A: The sentence has been revised in line 304-305, thanks.

10.Line 396. Change “between Ji’ study” to “between Ji’s study”.

A:  Thank you for pointing it out.  The word has been changed in line 401.

Author Response File: Author Response.pdf

Reviewer 2 Report

The work presented by Qi Zhu et al. focused on how a two-meal pattern affects the absorption and lymphatic transport of lipids in adult rats. Data sound and are interesting in the understanding of lipid absorption.

However, some points must be considered :

• The lipid infusion composition and caloric content should be described.
• From the metabolic point of view, it will be interesting to have additional plasma parameters such as glycemia and insulinemia in rats after one or two meals.
• How the authors deal with the standardization of values obtained from the two groups (one-meal and two-meals)?

Author Response

Review report 2

The work presented by Qi Zhu et al. focused on how a two-meal pattern affects the absorption and lymphatic transport of lipids in adult rats. Data sound and are interesting in the understanding of lipid absorption.

However, some points must be considered:

The lipid infusion composition and caloric content should be described.

A:  Thank you for the comment. The composition of intralipid is 20% soybean oil, 1.2% egg yolk phospholipids, 2.25% glycerin and water. The Intralipid caloric value is 2.0 kcal per ml.  This information has been included in the revised manuscript (line 90-91).

From the metabolic point of view, it will be interesting to have additional plasma parameters such as glycemia and insulinemia in rats after one or two meals.

A:  We want to thank you for the insightful comment. Since we mainly focused on the lipid absorption and metabolism in the small intestine, we did not measure the glucose level in plasma. In addition, we infused 5% glucose/saline to rats during the entire experimental period, which may not be a good animal model to monitor the glycemia and insulinemia. However, we will keep this important comment in our mind, and will address it in our future studies.

How the authors deal with the standardization of values obtained from the two groups (one-meal and two-meals)?

A:  We want to thank the reviewer for the comment.  When we measured lipid concentration with commercial kits, standard substance control and negative control were always included in each assay.

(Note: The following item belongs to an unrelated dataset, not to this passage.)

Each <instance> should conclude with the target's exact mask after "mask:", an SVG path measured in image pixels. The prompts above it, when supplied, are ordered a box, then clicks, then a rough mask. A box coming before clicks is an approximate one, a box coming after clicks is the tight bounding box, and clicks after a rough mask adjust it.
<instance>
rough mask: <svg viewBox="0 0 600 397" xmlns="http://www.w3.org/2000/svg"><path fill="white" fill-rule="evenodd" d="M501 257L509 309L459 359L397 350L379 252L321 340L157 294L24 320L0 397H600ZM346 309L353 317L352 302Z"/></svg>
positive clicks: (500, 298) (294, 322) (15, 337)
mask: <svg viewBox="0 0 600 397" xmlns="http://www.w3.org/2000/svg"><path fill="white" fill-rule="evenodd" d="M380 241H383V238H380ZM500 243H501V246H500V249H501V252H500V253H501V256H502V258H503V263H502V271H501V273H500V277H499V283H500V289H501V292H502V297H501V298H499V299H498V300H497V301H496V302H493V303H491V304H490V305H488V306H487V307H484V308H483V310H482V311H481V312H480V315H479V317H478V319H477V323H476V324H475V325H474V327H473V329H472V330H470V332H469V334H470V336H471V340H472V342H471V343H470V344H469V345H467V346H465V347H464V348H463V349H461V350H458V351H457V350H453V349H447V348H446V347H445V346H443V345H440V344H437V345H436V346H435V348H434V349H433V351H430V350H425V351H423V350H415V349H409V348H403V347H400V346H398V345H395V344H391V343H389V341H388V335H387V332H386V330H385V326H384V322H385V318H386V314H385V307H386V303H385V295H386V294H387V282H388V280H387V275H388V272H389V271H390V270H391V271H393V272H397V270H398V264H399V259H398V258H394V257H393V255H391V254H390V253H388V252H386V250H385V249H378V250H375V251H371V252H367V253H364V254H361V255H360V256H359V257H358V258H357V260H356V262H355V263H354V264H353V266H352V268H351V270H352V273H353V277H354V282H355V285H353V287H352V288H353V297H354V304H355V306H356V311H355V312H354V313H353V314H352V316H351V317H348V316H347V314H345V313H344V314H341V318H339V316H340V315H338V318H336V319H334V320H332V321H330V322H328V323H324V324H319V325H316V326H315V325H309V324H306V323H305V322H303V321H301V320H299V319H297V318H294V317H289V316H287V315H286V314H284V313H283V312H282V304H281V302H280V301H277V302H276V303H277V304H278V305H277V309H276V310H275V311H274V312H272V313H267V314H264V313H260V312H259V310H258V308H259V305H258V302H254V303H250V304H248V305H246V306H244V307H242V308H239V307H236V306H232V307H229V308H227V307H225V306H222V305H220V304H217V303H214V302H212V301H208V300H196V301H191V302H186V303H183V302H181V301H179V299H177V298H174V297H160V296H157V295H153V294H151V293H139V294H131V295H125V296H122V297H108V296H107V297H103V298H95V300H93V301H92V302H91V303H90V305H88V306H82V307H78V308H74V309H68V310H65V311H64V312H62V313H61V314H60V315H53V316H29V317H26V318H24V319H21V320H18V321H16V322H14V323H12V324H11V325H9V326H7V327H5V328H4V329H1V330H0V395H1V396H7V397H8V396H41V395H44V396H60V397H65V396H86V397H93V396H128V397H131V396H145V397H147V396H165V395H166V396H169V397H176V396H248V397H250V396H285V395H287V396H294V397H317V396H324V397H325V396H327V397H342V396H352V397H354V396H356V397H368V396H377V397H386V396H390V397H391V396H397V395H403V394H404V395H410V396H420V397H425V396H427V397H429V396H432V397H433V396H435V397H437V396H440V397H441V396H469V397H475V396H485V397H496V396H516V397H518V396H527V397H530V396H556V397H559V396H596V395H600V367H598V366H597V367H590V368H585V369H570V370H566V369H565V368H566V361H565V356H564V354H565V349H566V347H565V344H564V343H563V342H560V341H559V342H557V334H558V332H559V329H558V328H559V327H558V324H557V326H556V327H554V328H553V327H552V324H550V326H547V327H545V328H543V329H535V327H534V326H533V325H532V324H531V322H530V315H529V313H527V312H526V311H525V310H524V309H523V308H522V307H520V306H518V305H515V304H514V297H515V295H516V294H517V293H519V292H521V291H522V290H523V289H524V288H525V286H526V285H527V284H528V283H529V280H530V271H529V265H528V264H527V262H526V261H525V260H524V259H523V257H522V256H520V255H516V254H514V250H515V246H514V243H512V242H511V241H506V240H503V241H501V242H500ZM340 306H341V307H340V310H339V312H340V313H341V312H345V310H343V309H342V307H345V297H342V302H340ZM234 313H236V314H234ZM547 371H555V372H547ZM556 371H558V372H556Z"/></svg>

For lymphatic output of apolipoproteins and RMCPII determined by Western blot analysis, all antibodies were used and validated in our previous publications. (Gastroenterology, 2016 Nov;151:923-932, PMID: 27436071, and Am J Physiol Gastrointest Liver Physiol. 2012;302:G1292-300, PMID: 22461027)

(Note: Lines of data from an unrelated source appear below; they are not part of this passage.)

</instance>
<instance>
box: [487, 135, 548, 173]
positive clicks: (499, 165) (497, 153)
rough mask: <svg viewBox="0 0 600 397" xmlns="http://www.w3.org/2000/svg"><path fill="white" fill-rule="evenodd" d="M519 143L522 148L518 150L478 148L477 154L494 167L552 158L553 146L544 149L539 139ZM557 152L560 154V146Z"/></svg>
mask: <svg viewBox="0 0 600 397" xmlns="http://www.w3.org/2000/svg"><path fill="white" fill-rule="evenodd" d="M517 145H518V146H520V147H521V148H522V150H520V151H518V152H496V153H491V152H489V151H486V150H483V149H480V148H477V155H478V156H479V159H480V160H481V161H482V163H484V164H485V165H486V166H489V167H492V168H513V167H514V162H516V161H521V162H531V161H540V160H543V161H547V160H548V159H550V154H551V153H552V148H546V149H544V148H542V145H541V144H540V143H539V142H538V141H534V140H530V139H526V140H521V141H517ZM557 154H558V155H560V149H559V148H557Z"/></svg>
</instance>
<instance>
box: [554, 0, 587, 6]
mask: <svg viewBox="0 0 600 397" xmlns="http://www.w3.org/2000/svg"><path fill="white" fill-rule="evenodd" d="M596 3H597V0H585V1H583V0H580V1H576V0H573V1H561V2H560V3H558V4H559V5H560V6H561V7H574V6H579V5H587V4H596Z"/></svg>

For q-PCR test, we measured the gene expression by applying the housekeeping gene β-actin as the internal control to normalize the mRNA levels.  The TaqMan probes, purchased from ThermoFisher Scientific, were used in our recent publication (J Physiol. 2021;599:5015-5030. PMID: 34648185)

 

Author Response File: Author Response.pdf

Round 2

Reviewer 2 Report

Authors have answered most of my concerns.